This section is from the book "Treatment By Hypnotism And Suggestion Or Psycho-Therapeutics", by Charles Lloyd Tuckey. Also available from Amazon: Treatment By Hypnotism And Suggestion, Or Psycho-Therapeutics.
I was consulted about Mrs. H------ in December, 1906.
She had been confined of her third child ten weeks previously, and very soon afterwards had developed insane delusions, which got steadily worse.
She had been at an excellent nursing home in the country, under the best cure and treatment, and her husband brought her up to London to consult a very eminent specialist. This gentleman pronounced the case a bad one, and advised her being placed under restraint, and, as she refused to take food, said forcible feeding would be necessary. He added that hypnotism was out of the question in such a case.

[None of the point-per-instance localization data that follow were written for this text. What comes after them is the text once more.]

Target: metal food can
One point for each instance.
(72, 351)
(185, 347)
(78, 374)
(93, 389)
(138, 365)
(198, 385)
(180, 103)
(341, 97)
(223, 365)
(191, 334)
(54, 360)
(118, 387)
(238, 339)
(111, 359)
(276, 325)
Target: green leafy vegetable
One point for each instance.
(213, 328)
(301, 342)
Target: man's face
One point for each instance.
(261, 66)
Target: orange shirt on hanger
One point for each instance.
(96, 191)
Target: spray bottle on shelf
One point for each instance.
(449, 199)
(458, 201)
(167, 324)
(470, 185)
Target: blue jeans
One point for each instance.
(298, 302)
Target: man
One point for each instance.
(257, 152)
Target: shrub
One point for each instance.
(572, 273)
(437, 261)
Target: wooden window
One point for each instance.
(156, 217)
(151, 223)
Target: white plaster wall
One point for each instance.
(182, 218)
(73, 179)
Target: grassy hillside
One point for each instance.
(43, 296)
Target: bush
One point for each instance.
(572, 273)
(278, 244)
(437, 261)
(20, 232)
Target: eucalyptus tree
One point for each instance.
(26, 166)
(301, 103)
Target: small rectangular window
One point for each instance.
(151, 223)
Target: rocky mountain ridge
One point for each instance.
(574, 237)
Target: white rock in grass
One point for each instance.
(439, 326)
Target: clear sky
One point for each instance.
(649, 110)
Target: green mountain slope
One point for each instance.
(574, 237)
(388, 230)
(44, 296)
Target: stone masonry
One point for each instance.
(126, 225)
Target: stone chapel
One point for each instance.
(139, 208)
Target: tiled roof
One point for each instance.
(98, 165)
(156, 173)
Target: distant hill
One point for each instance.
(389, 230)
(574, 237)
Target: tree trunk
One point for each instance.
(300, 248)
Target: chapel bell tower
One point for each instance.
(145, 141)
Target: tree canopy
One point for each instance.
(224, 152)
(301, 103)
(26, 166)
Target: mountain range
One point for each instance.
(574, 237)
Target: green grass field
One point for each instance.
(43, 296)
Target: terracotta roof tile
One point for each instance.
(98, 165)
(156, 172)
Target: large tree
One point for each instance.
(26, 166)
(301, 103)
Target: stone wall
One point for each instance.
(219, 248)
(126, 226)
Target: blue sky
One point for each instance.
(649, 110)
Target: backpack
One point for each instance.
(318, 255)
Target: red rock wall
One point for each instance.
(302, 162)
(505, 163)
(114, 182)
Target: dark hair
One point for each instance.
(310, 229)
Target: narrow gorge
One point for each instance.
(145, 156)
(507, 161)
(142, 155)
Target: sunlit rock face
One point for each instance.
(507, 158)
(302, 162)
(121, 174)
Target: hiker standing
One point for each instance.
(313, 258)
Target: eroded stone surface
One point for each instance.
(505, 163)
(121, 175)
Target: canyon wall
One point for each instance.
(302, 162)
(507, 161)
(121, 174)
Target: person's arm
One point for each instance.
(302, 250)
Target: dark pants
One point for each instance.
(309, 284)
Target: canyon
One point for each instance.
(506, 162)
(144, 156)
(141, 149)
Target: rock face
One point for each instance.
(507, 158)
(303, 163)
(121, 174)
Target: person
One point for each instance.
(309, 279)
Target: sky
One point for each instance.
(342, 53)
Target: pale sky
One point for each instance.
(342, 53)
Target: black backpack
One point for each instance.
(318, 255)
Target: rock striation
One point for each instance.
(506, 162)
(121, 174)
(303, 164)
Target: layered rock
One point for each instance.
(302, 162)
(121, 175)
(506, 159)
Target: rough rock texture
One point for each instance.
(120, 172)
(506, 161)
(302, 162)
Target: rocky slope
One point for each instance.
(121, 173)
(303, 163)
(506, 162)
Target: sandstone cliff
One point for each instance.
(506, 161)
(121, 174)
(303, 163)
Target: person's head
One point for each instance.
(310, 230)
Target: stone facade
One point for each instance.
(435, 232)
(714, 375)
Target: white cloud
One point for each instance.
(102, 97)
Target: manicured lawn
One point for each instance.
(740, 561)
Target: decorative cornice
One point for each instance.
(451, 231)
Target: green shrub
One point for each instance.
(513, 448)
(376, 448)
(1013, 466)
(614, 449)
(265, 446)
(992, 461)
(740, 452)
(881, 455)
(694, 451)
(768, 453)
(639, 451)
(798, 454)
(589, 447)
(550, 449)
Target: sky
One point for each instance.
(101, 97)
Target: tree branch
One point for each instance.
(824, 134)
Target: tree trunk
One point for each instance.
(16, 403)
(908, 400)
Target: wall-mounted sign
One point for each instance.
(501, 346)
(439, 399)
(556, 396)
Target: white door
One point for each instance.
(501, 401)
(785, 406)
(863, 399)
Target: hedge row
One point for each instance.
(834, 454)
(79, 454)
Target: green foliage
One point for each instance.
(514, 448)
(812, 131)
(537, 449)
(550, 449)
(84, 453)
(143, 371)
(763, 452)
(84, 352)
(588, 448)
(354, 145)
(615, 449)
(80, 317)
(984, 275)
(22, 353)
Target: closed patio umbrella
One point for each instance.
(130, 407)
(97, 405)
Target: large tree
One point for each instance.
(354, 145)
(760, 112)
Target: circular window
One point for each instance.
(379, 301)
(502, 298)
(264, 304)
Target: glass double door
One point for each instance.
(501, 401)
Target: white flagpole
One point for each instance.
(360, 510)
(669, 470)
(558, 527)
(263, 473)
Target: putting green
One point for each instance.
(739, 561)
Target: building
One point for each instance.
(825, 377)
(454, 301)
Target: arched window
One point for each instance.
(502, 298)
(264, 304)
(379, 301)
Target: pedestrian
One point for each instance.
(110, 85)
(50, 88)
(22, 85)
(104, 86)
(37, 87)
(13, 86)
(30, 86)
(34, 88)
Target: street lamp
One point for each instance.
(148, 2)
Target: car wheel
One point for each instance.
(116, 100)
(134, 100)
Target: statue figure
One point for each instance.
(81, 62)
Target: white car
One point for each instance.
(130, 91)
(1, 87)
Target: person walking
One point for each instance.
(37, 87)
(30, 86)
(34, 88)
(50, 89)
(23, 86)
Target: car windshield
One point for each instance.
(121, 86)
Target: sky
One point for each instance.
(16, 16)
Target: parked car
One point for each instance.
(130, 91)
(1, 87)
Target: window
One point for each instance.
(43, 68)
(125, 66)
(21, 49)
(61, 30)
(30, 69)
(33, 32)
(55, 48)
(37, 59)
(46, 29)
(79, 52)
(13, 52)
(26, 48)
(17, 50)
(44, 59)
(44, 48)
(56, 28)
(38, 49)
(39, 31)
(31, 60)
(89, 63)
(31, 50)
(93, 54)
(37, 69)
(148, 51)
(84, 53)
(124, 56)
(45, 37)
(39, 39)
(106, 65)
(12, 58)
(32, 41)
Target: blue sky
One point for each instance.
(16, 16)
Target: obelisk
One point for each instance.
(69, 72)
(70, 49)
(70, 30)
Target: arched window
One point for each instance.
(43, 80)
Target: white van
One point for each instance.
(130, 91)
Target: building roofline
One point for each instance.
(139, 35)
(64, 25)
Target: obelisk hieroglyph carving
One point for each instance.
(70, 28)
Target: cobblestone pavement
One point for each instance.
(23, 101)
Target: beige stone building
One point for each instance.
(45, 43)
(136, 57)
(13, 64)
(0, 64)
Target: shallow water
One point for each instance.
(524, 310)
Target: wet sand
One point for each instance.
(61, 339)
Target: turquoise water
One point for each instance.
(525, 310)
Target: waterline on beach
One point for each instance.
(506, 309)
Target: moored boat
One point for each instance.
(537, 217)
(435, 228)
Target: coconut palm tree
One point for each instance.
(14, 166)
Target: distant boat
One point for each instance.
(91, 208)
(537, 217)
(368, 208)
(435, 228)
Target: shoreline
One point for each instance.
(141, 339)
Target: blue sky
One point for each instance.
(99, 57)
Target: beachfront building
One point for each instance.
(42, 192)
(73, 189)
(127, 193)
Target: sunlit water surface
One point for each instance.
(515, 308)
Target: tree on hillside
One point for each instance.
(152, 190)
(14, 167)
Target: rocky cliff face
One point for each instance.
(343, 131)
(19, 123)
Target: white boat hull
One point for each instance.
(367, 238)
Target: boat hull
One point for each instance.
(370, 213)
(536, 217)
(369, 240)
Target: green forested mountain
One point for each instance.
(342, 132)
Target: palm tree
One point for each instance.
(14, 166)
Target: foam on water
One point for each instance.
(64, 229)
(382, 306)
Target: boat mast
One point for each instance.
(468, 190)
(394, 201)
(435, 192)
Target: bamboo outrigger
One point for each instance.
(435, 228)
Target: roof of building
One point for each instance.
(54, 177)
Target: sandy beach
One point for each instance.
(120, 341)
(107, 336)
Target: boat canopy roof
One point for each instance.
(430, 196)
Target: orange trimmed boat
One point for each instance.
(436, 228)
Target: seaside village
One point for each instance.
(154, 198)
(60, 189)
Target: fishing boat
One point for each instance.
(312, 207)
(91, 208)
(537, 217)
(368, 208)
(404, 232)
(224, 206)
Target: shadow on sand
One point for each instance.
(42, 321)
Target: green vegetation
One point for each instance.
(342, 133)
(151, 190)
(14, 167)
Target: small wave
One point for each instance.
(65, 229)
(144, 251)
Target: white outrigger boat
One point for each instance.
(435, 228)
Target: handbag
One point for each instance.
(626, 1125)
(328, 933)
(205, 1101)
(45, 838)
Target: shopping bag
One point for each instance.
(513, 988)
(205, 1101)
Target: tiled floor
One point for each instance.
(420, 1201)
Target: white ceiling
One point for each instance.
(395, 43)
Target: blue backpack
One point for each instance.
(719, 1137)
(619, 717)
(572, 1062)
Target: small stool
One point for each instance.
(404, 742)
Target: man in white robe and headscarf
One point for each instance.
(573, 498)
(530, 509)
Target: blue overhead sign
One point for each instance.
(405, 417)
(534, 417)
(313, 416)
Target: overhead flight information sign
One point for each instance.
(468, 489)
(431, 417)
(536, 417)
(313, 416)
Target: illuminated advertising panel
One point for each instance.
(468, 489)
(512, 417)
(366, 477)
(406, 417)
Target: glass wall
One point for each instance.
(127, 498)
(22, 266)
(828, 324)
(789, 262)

Mr. H------, however, determined to make another effort, and I consented to try hypnotic suggestion, feeling assured it could do no harm even if it failed to do good. I found the patient restless and excited, full of delusions about her husband and children, obstinately refusing all food, and absolutely sleepless except with large doses of veronal, which only gave two or three hours' sleep. The tongue was thickly furred, the breath very offensive, and the motions lienteric and slimy. She was only made to speak with difficulty, and expressed herself as quite hopeless.
After a little reassuring conversation I got her into a quiet state, which gentle pressure on the eyes, combined with passes and verbal suggestion, caused to pass into a slight degree of hypnosis. I then told her very emphatically that she would sleep for an hour, would feel hungry on awaking, and would eat some meat jelly and bread-and-butter. These suggestions were realized, and also those insisting on natural sleep at night.
Steady progress set in at once, and Mrs. H------ was quite restored to mental and bodily health in less than two weeks. There was a slight return of the delusions after a bad night, but suggestion quickly removed the symptoms. The appetite became almost excessive in two or three days, and the digestion was set right almost at once.
Altogether it was one of the most striking and satisfactory cases I have ever attended, and justifies the trial of hypnotism in even desperate mental cases (compare with case on p. 186).